The U.S. Air Force has given select A-10 Thunderbolt IIs an upgrade designed to boost search and rescue operations, the service announced.

The new lightweight airborne recovery system, dubbed the LARS V-12, enables A-10 pilots to communicate more effectively with people on the ground. Think downed pilots, pararescuemen and joint terminal attack controllers. The system gives pilots the GPS coordinates of ground personnel and allows them to talk via voice or text, the press release says.

Over the past three months, technicians from the 309th Aircraft Maintenance and Regeneration Group (AMARG) have installed the LARS V-12 system on 19 A-10C Thunderbolt IIs assigned to Davis-Monthan Air Force Base and Moody Air Force Base in Arizona and Georgia, respectively.
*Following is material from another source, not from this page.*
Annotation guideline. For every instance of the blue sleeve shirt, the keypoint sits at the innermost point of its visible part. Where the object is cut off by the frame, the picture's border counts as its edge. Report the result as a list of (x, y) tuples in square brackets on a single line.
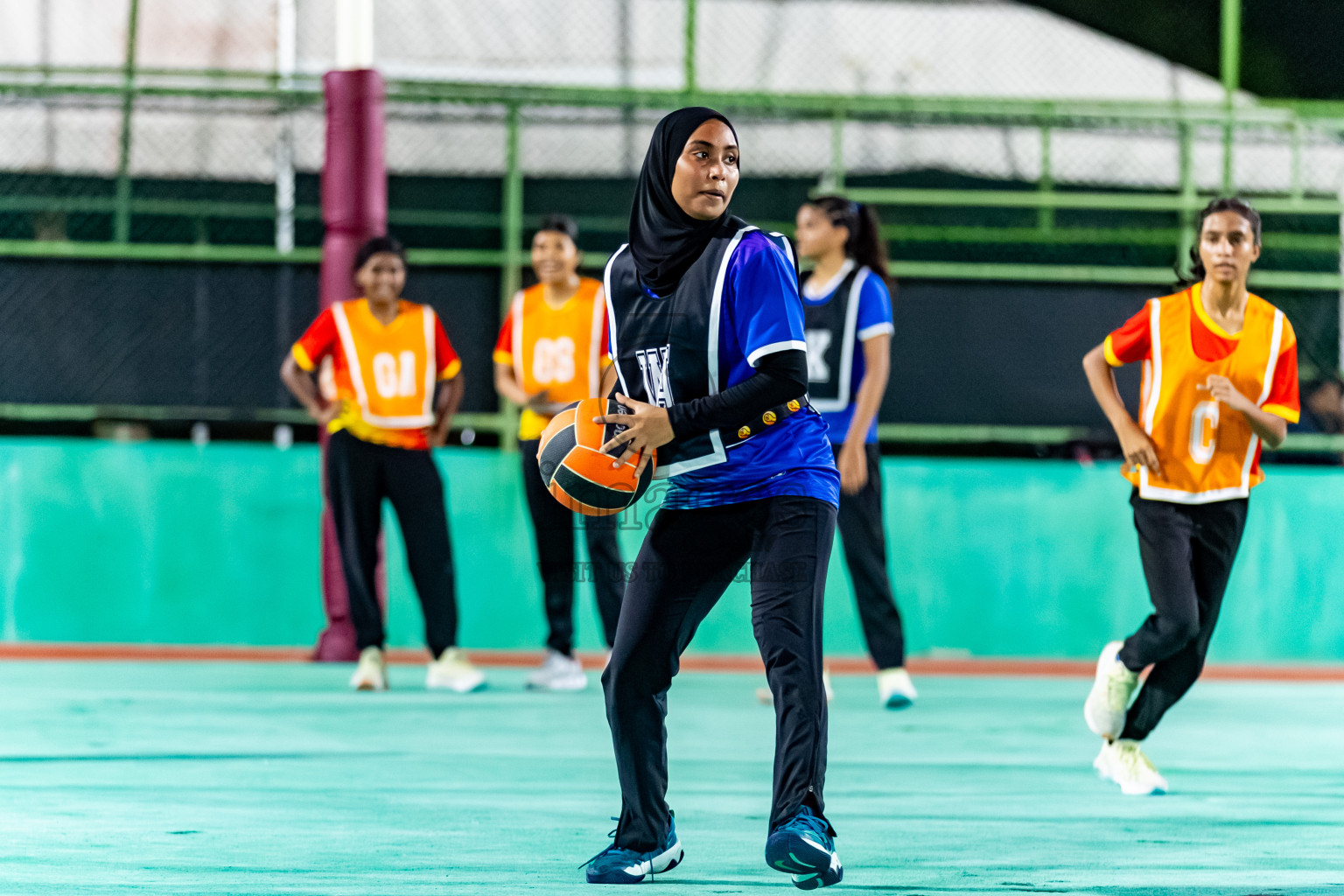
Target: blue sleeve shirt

“This urgent operational need arose in August (2016),” Timothy Gray, acting director 309th AMARG, said in a statement. “Air Combat Command and the A-10 Program Office asked me if AMARG could complete 16 aircraft by (Dec. 16). I said, ‘Absolutely!’ It was awesome to see Team AMARG take on this massive logistical challenge, build a production machine, find facilities, manpower, equipment, tools, and make material kits (to) execute the requirement.”